It's not dead, but it's not absolutely vital, if, and it's a big if, the person actually loves doing this stuff. Some of the best I've dealt with are self-taught, and while there are hurdles for those types in the beginning, most soon realize that a lot of the best practices that they didn't teach themselves actually have a true benefit, at which point they adopt them. Things like strong typing, explicit conversions, self-documenting code, version control, etc., aren't necessarily important initially to a self-taught developer, but after dealing with the repercussions of blowing those things off a few times, the good ones come around very fast.
I also agree with the above posters who noted that learning a machine language (or assembly), on any processor for that matter, can help you greatly in many small ways in the future, whether self-taught or through formal training. I haven't coded in anything that low level in decades, but I find that the understanding of what's going on behind the scenes helps me frequently understand new concepts or issues more quickly.
Edit: I see bnordberg made some of the same comments as I did. Simulposts are fun.
I don't think that computer science degrees are dead, but I do think they are "sick" (to extend the metaphor). I think most people entering college today are sensitive to their employment opportunities after college. A few years ago there was a huge rush to outsource IT to off-shore sites/countries. If I were an American college freshman today, it would seriously not consider getting a degree in CS, because I would be very concerned that there wouldn't be a job for me when I graduated.
If you are going to require a programming language, then it should be Fortran.
Punching cards will either make you a better programmer by getting more work out of each instruction or become a better typist.
CS is not dead.
We will still need coffee pots that need programming.
I can't help posting another one
how many of the top 100 richest business people in the world has a MBA or evan an BBA? knowledge is about learning, of course with self motivation and commitment. if we follow the line of richest business people, then we don't need any kind of university education.

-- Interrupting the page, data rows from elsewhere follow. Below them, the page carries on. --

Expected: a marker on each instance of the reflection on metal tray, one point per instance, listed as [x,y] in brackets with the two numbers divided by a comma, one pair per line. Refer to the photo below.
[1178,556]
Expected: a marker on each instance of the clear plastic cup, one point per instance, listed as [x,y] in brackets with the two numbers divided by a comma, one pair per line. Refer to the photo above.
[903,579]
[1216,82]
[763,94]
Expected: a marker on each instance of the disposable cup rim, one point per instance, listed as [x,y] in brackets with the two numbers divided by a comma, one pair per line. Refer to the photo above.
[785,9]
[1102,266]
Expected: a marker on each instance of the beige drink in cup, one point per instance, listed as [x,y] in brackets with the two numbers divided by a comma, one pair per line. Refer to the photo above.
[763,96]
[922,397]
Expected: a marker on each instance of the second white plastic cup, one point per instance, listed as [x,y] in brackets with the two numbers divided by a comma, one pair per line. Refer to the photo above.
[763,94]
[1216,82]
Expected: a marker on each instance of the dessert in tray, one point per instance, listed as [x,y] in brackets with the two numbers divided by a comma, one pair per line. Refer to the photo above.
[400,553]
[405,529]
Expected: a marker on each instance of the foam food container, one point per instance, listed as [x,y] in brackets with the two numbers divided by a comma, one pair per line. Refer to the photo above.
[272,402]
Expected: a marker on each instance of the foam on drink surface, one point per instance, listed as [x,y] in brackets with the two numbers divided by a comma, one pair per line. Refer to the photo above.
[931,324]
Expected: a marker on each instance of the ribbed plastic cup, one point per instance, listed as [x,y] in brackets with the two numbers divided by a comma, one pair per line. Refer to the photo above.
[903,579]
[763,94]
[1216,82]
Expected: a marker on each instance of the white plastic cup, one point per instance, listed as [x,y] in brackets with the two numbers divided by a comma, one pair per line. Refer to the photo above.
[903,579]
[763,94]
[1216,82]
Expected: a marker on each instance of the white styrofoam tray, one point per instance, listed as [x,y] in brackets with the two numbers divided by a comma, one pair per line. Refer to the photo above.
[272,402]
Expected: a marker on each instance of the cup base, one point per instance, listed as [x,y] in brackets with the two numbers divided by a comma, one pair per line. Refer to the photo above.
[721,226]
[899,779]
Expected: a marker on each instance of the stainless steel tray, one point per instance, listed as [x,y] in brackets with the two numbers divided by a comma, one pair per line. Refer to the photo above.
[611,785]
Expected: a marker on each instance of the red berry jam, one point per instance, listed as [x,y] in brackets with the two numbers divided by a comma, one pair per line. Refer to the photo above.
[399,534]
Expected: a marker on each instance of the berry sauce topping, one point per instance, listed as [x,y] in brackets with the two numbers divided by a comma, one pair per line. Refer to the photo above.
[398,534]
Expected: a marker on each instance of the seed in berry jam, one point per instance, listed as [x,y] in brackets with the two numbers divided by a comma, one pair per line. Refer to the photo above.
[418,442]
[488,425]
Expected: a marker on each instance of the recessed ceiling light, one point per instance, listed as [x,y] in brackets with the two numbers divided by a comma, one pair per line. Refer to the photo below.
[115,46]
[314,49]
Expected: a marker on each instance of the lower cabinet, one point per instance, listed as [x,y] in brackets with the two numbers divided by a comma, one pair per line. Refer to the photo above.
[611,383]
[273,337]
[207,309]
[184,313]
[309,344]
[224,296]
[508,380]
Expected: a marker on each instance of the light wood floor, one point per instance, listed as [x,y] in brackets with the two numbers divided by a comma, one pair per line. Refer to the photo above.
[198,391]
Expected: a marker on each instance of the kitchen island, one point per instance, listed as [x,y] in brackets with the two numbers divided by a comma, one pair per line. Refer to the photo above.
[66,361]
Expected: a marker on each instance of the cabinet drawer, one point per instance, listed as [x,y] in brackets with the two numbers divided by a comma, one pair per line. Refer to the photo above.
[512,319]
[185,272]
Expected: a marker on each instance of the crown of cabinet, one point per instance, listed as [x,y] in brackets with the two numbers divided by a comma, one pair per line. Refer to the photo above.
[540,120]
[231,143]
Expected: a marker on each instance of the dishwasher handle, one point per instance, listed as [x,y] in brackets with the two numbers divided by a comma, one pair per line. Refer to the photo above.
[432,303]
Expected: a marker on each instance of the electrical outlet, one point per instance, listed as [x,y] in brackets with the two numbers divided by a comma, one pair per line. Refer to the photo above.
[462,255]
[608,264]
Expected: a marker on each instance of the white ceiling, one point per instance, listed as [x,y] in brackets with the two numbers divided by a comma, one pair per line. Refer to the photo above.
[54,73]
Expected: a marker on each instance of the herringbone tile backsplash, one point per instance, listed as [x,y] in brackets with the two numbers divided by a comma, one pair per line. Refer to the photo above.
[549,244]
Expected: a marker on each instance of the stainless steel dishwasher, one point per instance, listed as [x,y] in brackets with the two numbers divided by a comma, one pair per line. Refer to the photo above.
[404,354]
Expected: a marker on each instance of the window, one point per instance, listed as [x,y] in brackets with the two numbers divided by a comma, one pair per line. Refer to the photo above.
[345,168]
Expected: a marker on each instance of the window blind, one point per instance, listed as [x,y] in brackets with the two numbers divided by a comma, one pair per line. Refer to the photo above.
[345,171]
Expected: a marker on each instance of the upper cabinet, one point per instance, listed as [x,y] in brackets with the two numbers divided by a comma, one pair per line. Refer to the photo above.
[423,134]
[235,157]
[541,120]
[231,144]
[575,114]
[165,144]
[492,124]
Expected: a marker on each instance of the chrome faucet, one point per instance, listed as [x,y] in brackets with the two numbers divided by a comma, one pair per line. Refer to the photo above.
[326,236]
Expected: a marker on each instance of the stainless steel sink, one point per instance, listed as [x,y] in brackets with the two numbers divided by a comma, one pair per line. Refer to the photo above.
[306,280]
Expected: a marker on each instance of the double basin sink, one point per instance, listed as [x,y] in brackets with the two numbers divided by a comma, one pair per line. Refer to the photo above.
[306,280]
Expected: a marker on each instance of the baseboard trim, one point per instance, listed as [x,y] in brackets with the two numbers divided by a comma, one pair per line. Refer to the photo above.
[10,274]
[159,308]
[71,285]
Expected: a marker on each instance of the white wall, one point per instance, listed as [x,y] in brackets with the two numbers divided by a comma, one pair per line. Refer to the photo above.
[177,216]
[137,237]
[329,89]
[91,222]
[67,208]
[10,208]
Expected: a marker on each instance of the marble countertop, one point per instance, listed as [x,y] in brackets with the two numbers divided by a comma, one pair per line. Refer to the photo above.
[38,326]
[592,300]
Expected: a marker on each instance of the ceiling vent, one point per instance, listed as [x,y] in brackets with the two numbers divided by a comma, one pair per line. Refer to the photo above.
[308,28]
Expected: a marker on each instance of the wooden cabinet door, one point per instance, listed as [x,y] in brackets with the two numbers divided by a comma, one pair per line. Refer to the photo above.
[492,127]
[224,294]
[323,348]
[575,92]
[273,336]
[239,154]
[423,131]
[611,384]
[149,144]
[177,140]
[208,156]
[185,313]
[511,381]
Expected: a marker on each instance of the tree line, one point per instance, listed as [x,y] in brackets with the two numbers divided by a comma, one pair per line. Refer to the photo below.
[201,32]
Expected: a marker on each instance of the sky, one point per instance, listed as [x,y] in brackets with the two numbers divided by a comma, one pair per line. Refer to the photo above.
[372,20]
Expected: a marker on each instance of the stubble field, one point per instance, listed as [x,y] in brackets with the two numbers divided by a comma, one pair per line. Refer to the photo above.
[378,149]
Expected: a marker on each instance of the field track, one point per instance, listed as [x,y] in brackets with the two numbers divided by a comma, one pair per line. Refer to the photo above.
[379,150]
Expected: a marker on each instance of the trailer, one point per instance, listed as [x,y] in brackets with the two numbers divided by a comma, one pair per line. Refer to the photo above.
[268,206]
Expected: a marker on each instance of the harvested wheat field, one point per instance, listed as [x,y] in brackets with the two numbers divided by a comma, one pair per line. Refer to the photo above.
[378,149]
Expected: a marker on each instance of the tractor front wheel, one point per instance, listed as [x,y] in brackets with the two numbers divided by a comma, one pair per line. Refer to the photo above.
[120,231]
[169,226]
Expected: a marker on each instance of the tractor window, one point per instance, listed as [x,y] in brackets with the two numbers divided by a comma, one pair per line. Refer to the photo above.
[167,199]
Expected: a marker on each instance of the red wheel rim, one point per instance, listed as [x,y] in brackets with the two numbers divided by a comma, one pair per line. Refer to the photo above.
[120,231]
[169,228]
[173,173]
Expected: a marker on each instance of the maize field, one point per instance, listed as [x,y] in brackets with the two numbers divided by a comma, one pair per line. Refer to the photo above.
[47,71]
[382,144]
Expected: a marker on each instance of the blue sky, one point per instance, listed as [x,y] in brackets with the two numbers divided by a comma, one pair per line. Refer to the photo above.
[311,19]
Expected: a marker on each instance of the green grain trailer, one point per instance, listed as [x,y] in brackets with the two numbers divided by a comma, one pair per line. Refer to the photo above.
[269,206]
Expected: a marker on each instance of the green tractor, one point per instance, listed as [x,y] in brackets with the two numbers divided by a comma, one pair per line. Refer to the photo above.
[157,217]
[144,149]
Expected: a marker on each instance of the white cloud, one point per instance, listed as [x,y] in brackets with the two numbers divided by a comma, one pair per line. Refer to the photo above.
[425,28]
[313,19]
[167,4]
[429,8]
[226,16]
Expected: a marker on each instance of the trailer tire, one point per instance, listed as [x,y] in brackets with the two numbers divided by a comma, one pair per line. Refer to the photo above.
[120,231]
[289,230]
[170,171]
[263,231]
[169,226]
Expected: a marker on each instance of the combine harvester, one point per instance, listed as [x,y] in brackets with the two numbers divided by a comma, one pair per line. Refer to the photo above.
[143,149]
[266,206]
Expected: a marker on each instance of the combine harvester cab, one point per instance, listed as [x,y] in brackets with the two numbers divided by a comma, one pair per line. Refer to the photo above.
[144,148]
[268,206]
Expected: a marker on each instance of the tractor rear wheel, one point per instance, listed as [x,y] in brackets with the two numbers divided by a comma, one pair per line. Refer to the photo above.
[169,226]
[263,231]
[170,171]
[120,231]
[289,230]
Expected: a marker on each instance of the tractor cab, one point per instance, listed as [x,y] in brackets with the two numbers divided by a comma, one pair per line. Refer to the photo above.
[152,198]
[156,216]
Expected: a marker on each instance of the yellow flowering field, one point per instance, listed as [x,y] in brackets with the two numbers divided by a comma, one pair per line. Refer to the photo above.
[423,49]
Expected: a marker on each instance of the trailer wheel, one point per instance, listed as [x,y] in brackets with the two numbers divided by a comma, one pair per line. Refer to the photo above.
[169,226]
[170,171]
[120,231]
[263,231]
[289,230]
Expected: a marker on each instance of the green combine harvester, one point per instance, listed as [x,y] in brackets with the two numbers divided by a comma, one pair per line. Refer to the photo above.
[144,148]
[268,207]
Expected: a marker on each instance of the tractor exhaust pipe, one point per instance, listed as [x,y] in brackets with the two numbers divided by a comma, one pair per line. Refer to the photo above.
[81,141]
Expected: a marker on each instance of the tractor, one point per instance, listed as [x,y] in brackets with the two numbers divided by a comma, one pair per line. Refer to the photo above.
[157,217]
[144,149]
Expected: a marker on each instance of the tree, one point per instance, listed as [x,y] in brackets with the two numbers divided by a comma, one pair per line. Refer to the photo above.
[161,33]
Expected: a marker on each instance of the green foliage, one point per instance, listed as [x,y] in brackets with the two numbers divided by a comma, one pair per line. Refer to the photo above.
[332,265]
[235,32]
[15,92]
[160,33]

There is nothing wrong with the idea of "self taught" expert. but the danger is that many many people nowadays have the perception that they can self taught to be a good developer. Do you know that since IBM published the rate of failure in software projects in the industry in the 80's, there is not much a improvement as the statistic shows in this 21th century.
Look back these 25 years, the fundamental concepts and technology actually haven't changed much. what are the invention in the past 10 years, 5 years?
We need to brush up the CS training, we need people to do research and promote innovation. otherwise, the computing industry will soon be controlled by package tools/software. People will be trained to program plugins, packaged component only.
p.s. I've heard people saying Relational DB, OOD are just common sense. but how many can really design a good RDB, OO model?
Computer science is not dead but it is not as popular as 10 years ago in college, thanks to all the big companies outsourced to other countries. The employment outlook affects the students choosing their major which right now is biology and biochemistry. Also in most colleges, they are totally out of touch with the real world. When the company hires a new graduates, you basically have to train them all over again.
In the other thread, a lot more women also exit IT business. The parents do not encourage their daughters to major in CS.
Right now I am working on a project, there are twenty contractors and 5 in house employees. I am the only 'woman'.
Read "After the Gold Rush: Creating a True Profession of Software Engineering" by Steve McConnell.
I think it explains the shortfalls of a CS degree versus what is really needed.